Haha, I agree with that T-T Knowing I have stuff to check just makes me really anxious.


----------



## Nightingalle (Aug 16, 2006)

x3  Luckily, I managed to somehow check EVERYTHING I had, so I have nothing now to check.  I'm just anxious to get the site back x3


----------



## carlos-penguin (Aug 16, 2006)

Hiya,

Fchan had slowdowns too until they dumped Apache and went Lighthttpd. Is that an option here?


----------



## WebsterLeone (Aug 16, 2006)

Meh, it just requires more vespean gas.  Give it time.


----------



## nobuyuki (Aug 16, 2006)

right now, we're all kinda hoping that good hackers will attack the site and put it back up for us and fix all the bugs and stuff.  It's happened so many times the other way before, we kinda figure we're overdue for a hack that _improves_ things !!


----------



## Xax (Aug 16, 2006)

Are there any plans to reimplement the "Javascript Stars" feature?


----------



## blackdragoon (Aug 16, 2006)

*sniffle-cry* i worked all day and when i finally get home and try to relax i find this. it was down when i went to bed last night it was down when i got up and it was down when i got home and it was down when i shot somebody and it was down when they arrested me and it was down when they tried me and it was down when the executed me and it was down when they sent me down below and it was down....


----------



## kitsubaka (Aug 16, 2006)

Must..find...interesting...topics..*drools*


----------



## Silverdragon00 (Aug 16, 2006)

*RE:  FA = BLAMO!*



			
				blackdragoon said:
			
		

> *sniffle-cry* i worked all day and when i finally get home and try to relax i find this. it was down when i went to bed last night it was down when i got up and it was down when i got home and it was down when i shot somebody and it was down when they arrested me and it was down when they tried me and it was down when the executed me and it was down when they sent me down below and it was down....
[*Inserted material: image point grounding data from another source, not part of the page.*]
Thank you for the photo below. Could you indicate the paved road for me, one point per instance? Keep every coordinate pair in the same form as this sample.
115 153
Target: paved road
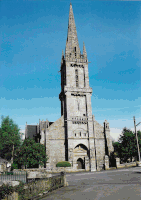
122 184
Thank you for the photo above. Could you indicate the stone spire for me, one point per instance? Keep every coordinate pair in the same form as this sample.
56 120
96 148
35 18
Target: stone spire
72 46
84 51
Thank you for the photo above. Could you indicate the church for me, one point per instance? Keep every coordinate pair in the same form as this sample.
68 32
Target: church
76 136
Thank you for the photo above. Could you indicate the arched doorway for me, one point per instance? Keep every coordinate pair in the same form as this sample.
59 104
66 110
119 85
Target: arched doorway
80 164
80 157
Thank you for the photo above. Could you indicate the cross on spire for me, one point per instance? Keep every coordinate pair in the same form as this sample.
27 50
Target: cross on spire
72 45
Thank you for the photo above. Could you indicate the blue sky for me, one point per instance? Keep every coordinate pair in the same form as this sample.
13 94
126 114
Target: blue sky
33 35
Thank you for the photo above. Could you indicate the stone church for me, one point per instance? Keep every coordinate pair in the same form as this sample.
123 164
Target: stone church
76 136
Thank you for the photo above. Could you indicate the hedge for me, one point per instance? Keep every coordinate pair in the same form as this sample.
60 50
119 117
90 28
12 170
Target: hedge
63 164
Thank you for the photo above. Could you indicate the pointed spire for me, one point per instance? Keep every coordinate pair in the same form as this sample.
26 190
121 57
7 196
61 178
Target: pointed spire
62 58
84 51
72 46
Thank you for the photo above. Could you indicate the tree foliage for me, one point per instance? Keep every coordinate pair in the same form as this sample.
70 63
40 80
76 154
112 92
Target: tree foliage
10 137
126 147
31 154
63 164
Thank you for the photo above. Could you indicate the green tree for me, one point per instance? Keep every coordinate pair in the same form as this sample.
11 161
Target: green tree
31 154
126 147
10 137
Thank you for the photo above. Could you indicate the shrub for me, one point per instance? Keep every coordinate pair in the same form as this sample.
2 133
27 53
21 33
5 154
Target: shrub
14 166
63 164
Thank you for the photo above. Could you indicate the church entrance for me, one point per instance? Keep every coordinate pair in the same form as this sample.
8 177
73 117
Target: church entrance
80 164
80 156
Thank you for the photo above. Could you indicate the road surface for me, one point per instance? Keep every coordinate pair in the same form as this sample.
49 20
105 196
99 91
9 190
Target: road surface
123 184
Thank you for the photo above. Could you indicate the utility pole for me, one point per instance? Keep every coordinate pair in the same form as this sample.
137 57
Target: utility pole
137 137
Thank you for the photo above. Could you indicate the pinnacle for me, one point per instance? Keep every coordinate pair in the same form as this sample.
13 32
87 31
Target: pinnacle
72 45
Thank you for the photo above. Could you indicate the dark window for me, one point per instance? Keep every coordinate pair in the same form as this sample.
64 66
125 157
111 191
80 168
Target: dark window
76 77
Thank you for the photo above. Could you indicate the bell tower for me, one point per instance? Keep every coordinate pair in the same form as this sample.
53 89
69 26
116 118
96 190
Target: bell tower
75 96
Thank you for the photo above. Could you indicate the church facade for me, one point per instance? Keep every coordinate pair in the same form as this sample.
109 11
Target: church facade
76 136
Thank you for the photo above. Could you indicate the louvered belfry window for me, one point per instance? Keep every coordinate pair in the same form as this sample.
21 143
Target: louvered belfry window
76 78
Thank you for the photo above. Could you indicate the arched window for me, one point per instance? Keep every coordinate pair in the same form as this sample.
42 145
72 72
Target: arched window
76 77
75 51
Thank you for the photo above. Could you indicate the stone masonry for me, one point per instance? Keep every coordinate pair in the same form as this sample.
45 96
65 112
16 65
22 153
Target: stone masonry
75 137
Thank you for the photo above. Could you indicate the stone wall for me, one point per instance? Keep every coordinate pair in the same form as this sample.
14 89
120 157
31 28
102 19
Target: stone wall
124 165
55 142
39 188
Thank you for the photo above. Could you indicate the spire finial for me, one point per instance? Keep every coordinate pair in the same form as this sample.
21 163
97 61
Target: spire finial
72 46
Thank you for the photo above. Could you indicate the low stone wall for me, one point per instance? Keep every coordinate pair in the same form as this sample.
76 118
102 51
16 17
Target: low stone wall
44 172
39 187
124 165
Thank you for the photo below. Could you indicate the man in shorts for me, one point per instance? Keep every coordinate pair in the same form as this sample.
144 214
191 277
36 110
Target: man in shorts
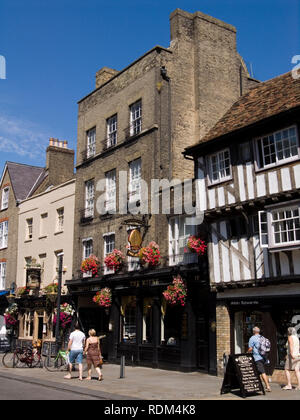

i'm not gonna touch this with a 40ft pole :wink:


----------



## Hanazawa (Aug 17, 2006)

blackdragoon said:
			
		

> ...t was down when i went to bed last night it was down when i got up and it was down when i got home and it was down when i shot somebody and it was down ...



Don't worry. It's down... _with the sickness_. m/


----------



## blackdragoon (Aug 17, 2006)

lol i love that song.


----------



## yak (Aug 17, 2006)

> The thing I'm curious about is, there were a number of occasions where issues were found in the site's coding, they were remedied, and the site ran like greased lightning for a while, then started to bog down until the next set of fixes restored speed to the site.
> 
> Is it that the growth of FA is exposing new issues that went unnoticed since they didn't previously cause a problem until the site reached a certain level of size/usage?


pretty much so. we're constantly monitoring the MySQL processlist for queries that take an exessive amount of time to complete, and upon finding one, we try to revise it to run a bit faster. 
but the problem is, that the revised query, thou somewhat more efficient  - requires new indexes on the table to be built, and the old ones dropped. that is the main reason FA is been down for so long - too much data to process to make and drop one. and if we are taking several.... 

in this particular case, the query that selects the new submission messages was speed optimised, and we also managed to shrink the length of the key from 38 bytes to 8 bytes, meaning that the selects would take even less time.
the results are quite obviuos - see them for yourself.


----------